1)院内感染対策を自部署の職員に周知徹底する。
2)現場の感染対策上の問題点を発見し、ICTに報告すると共に、改善するよう活動する。
3)アウトブレイクの防止、調査、制圧をICTとともに行う。
4)サーベイランスの協力をする。
5)医療関連感染に関する学習会、研修会に参加し知識の習得に努めるとともに情報を現場に提供する。

Ⅱ.院内感染対策マニュアルに関する基本的考え方
1基本的考え方
  CDCガイドラインや、科学的根拠の強い臨床研究に基づいた、実践可能な院内感染対策マニュアルを作成し、随時、改訂・更新を行う。

2 院内感染対策マニュアルの骨子
  標準予防策、感染経路別予防策、職業感染予防策、使用済み医療器材の処理、医療行為別感染対策、 感染症別感染対策、環境整備、部署別感染対策、抗菌
  薬の適正使用、アウトブレイク時の対応を明示し、緊急事態に速やかに対応できるようにする。

3 職員への周知

 各部署に配布すると共に、院内LANにて全職員が閲覧できるようにする。また、感染対策の遵守状況を継続的に把握する。

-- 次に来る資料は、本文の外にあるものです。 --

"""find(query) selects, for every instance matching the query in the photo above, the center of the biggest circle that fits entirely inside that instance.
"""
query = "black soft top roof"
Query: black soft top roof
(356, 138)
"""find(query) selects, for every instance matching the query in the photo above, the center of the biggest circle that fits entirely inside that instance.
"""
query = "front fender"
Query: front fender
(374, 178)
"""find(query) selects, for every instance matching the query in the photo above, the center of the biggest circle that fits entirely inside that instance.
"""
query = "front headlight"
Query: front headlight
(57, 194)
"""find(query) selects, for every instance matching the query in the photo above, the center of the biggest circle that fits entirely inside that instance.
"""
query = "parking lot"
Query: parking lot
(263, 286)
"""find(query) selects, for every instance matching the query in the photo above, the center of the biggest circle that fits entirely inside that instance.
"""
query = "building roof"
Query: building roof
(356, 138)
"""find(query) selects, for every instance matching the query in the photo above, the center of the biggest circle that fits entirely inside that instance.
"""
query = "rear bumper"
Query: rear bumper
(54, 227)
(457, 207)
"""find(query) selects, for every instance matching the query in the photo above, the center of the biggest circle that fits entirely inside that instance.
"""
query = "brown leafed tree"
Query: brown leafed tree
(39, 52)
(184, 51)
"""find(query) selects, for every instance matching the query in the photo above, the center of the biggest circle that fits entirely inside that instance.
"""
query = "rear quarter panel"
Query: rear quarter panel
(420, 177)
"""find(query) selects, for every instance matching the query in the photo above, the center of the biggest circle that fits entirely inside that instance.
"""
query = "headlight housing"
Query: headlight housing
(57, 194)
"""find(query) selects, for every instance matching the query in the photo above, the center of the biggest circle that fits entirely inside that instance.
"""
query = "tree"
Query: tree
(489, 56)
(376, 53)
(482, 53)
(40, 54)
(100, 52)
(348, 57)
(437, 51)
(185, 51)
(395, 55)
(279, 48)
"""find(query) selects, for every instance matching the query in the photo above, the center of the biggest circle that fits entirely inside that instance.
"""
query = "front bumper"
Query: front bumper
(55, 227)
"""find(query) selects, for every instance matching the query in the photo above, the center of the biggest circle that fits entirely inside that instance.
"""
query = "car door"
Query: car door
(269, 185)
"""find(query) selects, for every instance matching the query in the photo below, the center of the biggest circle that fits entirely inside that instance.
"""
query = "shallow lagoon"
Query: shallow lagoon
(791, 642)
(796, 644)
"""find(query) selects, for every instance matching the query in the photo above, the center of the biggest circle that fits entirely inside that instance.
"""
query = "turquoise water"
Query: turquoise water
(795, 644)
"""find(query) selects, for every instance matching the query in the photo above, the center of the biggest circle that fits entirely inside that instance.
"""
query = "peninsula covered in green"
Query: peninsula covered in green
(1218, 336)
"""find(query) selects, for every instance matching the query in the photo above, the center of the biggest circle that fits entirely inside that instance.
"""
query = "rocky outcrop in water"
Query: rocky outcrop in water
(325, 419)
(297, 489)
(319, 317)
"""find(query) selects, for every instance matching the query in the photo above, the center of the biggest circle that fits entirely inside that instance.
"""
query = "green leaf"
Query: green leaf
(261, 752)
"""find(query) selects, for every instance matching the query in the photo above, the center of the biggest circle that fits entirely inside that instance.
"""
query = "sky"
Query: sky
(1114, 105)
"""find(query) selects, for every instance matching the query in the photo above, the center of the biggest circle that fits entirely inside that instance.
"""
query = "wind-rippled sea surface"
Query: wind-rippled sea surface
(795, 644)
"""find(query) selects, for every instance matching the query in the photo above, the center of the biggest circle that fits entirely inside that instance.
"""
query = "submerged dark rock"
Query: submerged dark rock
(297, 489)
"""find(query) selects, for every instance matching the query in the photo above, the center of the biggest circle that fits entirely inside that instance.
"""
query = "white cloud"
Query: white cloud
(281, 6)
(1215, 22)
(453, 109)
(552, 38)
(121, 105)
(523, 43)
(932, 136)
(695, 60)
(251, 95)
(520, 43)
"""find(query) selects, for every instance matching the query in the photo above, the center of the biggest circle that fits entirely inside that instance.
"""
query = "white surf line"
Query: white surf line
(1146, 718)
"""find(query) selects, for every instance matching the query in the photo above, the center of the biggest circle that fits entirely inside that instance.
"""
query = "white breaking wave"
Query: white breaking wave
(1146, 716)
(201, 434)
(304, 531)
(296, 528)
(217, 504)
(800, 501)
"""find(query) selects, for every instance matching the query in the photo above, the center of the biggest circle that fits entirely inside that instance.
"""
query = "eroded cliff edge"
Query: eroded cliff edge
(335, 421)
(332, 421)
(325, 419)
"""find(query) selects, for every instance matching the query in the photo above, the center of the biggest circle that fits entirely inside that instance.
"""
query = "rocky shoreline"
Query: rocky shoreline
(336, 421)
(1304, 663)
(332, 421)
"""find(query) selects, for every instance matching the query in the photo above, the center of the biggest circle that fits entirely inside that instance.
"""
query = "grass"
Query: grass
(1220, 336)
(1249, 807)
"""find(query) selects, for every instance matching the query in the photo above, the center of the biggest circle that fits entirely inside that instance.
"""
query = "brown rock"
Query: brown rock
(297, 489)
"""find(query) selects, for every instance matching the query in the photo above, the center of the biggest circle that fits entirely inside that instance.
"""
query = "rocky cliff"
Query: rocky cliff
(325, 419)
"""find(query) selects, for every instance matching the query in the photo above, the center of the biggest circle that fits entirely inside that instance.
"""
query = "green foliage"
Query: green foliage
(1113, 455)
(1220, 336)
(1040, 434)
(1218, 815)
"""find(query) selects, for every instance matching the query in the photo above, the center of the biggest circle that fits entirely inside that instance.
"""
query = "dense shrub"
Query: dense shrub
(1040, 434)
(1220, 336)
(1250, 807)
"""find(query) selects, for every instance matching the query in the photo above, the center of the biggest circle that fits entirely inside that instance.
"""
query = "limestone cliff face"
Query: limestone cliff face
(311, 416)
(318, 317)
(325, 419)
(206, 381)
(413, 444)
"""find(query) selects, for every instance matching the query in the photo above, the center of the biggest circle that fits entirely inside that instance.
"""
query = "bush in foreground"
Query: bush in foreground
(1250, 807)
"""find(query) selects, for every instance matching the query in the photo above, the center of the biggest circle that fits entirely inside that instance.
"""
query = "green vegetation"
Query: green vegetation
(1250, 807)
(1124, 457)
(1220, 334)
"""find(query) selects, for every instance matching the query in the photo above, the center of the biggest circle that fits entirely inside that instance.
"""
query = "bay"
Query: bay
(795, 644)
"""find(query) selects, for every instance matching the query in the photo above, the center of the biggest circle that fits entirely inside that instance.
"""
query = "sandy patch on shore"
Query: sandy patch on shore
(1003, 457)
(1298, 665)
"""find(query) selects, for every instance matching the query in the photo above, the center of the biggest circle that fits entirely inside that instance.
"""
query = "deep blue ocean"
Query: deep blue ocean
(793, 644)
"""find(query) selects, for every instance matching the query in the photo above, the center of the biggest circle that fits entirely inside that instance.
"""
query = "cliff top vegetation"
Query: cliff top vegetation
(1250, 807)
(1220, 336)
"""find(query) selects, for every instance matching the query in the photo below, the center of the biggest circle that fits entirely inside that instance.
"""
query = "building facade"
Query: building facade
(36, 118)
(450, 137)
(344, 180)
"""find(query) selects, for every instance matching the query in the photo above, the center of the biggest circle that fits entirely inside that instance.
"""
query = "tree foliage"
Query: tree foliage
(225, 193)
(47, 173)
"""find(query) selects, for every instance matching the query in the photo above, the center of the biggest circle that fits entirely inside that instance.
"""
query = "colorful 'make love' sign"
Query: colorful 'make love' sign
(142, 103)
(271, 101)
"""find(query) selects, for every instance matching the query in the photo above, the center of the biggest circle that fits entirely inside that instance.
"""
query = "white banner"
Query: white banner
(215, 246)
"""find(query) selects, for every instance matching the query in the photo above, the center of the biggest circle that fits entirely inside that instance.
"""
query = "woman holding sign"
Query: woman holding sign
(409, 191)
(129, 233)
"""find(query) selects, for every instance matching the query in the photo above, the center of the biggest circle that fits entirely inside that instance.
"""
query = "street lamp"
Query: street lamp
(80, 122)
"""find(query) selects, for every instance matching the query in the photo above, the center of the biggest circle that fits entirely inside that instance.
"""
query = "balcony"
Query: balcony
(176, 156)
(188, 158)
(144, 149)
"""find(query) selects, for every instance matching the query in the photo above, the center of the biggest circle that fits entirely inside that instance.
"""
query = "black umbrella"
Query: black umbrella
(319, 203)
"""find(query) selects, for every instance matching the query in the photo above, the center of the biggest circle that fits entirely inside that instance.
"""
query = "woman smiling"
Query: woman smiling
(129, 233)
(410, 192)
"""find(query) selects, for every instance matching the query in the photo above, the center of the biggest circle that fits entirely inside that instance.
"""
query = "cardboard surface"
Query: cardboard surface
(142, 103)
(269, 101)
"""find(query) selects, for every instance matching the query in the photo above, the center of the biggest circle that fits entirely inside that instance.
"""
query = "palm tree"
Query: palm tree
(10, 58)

Ⅲ.医療関連感染対策のための職員に対する教育・研修の基本方針

1 研修の目的

 医療関連感染対策の基本的な考え方および標準予防策、感染経路別予防策、職業感染対策をはじめとする医療関連感染対策の具体策を全職員に周知徹底し個々の職員の医療関連感染対策に関する意識を高め、業務を遂行する上での技術の向上等を図る。職種横断的な参加の下で行う。病院全体に共通する医療関連感染に関する内容と抗菌薬の適性使用に関する内容について定期的に開催するほか、必要に応じて開催する。研修の実施内容について記録し、保管する。

2 研修の種類および方法

1)新採用職員・中途採用職員に対する研修

2)全職員を対象とした研修

(1)ICTが企画し、全職員対象の医療関連感染対策研修会を開催する(年2回以上)。本研修会は、ICTによる講義、講習会およびアウトブレイク事例報告と
 検討または外部講師を招待した講演などの方法で行うものとする。
(2)ICTによる職場単位の研修を必要に応じ実施する。
(3)研究会・講習会など、施設外研修を広く院内に広報し参加を推進する。

3)委託業者を対象とした研修 
ICTが企画し、院内感染管理に関する研修を行う(年1回以上)。
4)連携する介護保険施設等に対する研修
院内の全職員を対象とした年2回以上の研修に、合同で参加を促す

Ⅳ.感染症発生状況の監視と報告に関する基本方針

1 関係職員は、院内感染対策マニュアルに規定した感染症患者が発生した場合、担当医または看護師長からICCおよびICTへ報告を行う。届出義務のある感染    
  症の場合には、感染症法に準じて管轄の保健所、本部及び所管の地区事務所へ必要な報告を可及的速やかに行う。また、特定抗菌薬届出報告を行うと共に 
  サーベイランスに協力する。

2 感染症の発生状況を、院内LANを利用し、毎週「感染症ニュース」として病院職員に周知し、情報の共有に努める。

3 ICCおよびICTは、感染症例報告、サーベイランスデータ、ICT院内ラウンド、特定抗菌薬届出報告などからリスク事例を把握し対策の指導を行う。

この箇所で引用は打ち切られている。